Millions of Americans benefit from government agencies and programs. But a compelling narrative about the virtues of a welfare state that helps us develop our capabilities, achieve our potential, and strengthen our democracy has not been articulated in some time.  For far too long, the state has been depicted as the enemy of personal liberty, social harmony, and collective achievement.
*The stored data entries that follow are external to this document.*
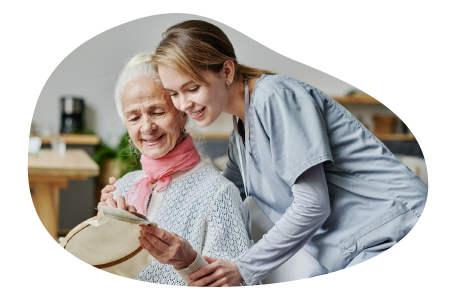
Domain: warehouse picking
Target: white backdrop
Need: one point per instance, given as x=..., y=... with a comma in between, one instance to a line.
x=334, y=52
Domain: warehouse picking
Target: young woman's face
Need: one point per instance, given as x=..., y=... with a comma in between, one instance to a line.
x=203, y=103
x=152, y=121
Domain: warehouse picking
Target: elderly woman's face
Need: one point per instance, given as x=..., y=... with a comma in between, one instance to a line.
x=153, y=122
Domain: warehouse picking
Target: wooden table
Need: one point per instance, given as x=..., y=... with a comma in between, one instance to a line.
x=48, y=172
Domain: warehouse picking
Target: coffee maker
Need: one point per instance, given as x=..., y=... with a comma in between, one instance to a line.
x=72, y=114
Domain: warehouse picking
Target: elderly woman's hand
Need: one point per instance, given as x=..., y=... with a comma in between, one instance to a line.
x=218, y=273
x=167, y=247
x=106, y=191
x=118, y=203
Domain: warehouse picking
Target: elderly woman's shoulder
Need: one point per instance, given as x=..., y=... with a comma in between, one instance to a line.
x=123, y=184
x=204, y=174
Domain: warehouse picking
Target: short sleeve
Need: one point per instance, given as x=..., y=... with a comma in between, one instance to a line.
x=296, y=129
x=231, y=171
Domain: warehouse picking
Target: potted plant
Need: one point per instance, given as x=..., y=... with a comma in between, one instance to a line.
x=115, y=162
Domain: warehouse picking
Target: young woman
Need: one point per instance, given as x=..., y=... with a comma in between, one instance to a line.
x=327, y=183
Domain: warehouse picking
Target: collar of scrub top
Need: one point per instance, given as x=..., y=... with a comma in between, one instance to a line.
x=244, y=170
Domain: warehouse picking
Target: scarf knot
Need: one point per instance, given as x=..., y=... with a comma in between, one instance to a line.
x=158, y=172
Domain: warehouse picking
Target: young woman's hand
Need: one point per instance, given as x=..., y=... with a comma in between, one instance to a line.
x=167, y=247
x=217, y=273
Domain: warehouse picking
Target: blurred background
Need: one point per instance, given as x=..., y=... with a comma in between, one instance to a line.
x=394, y=73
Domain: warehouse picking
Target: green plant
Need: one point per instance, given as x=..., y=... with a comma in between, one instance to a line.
x=124, y=155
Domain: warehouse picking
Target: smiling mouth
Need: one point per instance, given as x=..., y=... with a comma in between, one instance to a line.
x=198, y=112
x=153, y=140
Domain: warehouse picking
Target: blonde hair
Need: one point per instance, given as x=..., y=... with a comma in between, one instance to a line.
x=192, y=46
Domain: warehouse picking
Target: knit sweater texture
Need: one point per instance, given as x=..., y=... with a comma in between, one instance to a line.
x=201, y=206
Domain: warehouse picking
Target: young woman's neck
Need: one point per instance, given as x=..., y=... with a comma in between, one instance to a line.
x=236, y=100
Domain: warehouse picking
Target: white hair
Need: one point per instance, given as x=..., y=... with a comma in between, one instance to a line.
x=140, y=65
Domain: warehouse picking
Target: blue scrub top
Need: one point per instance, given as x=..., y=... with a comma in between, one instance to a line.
x=374, y=197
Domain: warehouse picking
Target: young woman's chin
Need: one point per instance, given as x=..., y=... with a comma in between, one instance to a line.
x=207, y=120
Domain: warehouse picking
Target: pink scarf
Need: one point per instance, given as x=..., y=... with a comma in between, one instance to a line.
x=183, y=157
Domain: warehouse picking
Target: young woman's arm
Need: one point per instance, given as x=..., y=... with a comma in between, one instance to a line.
x=225, y=237
x=309, y=210
x=232, y=172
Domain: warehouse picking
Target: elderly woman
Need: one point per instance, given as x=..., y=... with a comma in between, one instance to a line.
x=198, y=211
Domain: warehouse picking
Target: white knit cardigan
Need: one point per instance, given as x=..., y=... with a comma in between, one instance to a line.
x=201, y=206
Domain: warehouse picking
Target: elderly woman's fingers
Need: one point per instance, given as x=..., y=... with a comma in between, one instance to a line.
x=150, y=248
x=108, y=188
x=112, y=180
x=166, y=236
x=131, y=208
x=201, y=273
x=110, y=202
x=106, y=196
x=120, y=200
x=154, y=241
x=209, y=259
The fight against austerity and what President Trump’s senior advisor Stephen Bannon called the “deconstruction of the administrative state” should not be a purely defensive battle.  We should take a page from the book of the free enterprise advocates, who promoted a persuasive narrative of freedom even when they were in the political minority.  Current political efforts need to create a new common sense as compelling as the free enterprise narrative that has reigned for generations but that has devolved into a set of thoughtless catchphrases.  There is every reason to believe that progressives can win over the many Americans “who believe that government has a responsibility to care for them, who believe that they are entitled to health care, to food, to housing, to you-name-it. That’s an entitlement.”  These are the words of Mitt Romney in his infamous 2012 speech to supporters in which he decried forty-seven percent of Americans for not paying taxes.  Now that the free enterprise vision is exhausted morally and politically, it is time to reframe these “entitlements” as a resource for, rather than the enemy of, freedom.